A Better LLM Evaluator for Text Generation: The Impact of Prompt Output Sequencing and Optimization
KuanChao Chu, Yi-Pei Chen, Hideki Nakayama
TL;DR
The paper investigates how prompt design, specifically the order of output instructions and the inclusion of reasons, shapes LLM-based evaluation of dialogue quality. Through systematic experiments across six prompt configurations and multiple models, it finds that placing reasons before the score generally improves scoring and reduces sensitivity to prompt variations, with rule-based prompt elements amplifying this effect. It then explores prompt optimization methods (GRIPS and OPRO) using SummEval coherence data, showing GRIPS can meaningfully improve alignment with human judgments while OPRO's gains depend on iteration and data availability.

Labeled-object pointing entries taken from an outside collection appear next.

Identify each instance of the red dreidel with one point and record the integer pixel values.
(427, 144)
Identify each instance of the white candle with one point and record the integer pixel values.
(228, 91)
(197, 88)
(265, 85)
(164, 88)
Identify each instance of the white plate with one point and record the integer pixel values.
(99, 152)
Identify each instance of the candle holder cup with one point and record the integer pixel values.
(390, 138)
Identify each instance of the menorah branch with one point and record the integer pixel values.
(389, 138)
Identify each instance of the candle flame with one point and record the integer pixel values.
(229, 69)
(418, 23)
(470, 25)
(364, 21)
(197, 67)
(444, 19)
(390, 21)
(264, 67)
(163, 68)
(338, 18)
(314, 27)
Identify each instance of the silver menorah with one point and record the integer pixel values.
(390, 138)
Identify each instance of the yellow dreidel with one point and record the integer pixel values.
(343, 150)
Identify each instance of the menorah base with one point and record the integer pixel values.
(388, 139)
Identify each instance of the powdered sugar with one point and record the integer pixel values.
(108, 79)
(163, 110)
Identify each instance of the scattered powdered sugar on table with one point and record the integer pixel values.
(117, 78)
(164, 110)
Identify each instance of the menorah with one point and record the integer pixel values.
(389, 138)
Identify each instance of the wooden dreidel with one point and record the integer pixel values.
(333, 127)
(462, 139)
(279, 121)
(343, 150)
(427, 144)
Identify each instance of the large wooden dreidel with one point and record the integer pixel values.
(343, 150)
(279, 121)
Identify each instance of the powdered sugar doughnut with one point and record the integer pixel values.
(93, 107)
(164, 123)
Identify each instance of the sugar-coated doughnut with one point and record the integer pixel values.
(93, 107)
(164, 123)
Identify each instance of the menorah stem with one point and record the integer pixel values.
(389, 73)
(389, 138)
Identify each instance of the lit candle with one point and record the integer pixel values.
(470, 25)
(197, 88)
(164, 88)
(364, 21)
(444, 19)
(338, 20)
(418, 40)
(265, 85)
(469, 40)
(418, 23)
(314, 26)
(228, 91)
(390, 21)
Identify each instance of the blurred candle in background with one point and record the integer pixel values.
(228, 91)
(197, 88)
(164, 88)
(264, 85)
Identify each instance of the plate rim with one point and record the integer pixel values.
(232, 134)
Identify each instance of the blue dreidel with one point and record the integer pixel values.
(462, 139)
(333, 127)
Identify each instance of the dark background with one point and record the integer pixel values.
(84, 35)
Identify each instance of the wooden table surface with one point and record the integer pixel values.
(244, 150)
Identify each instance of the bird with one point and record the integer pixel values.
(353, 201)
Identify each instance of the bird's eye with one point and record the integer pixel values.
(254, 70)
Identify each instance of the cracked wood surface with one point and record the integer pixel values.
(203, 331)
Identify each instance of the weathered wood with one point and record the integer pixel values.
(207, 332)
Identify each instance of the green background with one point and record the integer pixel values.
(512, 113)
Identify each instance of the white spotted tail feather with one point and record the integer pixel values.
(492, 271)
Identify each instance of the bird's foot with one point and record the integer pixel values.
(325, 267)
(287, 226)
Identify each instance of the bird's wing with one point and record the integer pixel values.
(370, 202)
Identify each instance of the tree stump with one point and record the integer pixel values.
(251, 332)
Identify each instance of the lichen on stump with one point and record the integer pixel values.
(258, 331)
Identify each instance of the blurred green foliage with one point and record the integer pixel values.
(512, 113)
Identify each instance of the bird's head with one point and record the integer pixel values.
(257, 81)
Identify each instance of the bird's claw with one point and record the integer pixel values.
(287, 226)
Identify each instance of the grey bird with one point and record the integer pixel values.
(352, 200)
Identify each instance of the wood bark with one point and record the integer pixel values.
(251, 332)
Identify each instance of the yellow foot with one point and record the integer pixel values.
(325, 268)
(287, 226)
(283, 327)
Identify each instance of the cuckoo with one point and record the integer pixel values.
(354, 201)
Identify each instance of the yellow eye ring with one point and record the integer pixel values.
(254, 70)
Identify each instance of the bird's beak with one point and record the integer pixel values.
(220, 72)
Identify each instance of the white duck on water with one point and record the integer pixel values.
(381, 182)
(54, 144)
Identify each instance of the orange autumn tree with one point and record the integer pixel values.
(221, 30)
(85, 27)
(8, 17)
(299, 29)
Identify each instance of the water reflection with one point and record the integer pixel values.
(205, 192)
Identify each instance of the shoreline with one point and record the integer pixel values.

The findings provide actionable guidance for building more reliable, subjectivity-tolerant LLM evaluators for text generation and dialogue tasks, highlighting the value of reason-first prompts and data-driven prompt optimization.
Abstract
This research investigates prompt designs of evaluating generated texts using large language models (LLMs). While LLMs are increasingly used for scoring various inputs, creating effective prompts for open-ended text evaluation remains challenging due to model sensitivity and subjectivity in evaluation of text generation. Our study experimented with different prompt structures, altering the sequence of output instructions and including explanatory reasons. We found that the order of presenting reasons and scores significantly influences LLMs' scoring, with a different level of rule understanding in the prompt. An additional optimization may enhance scoring alignment if sufficient data is available. This insight is crucial for improving the accuracy and consistency of LLM-based evaluations.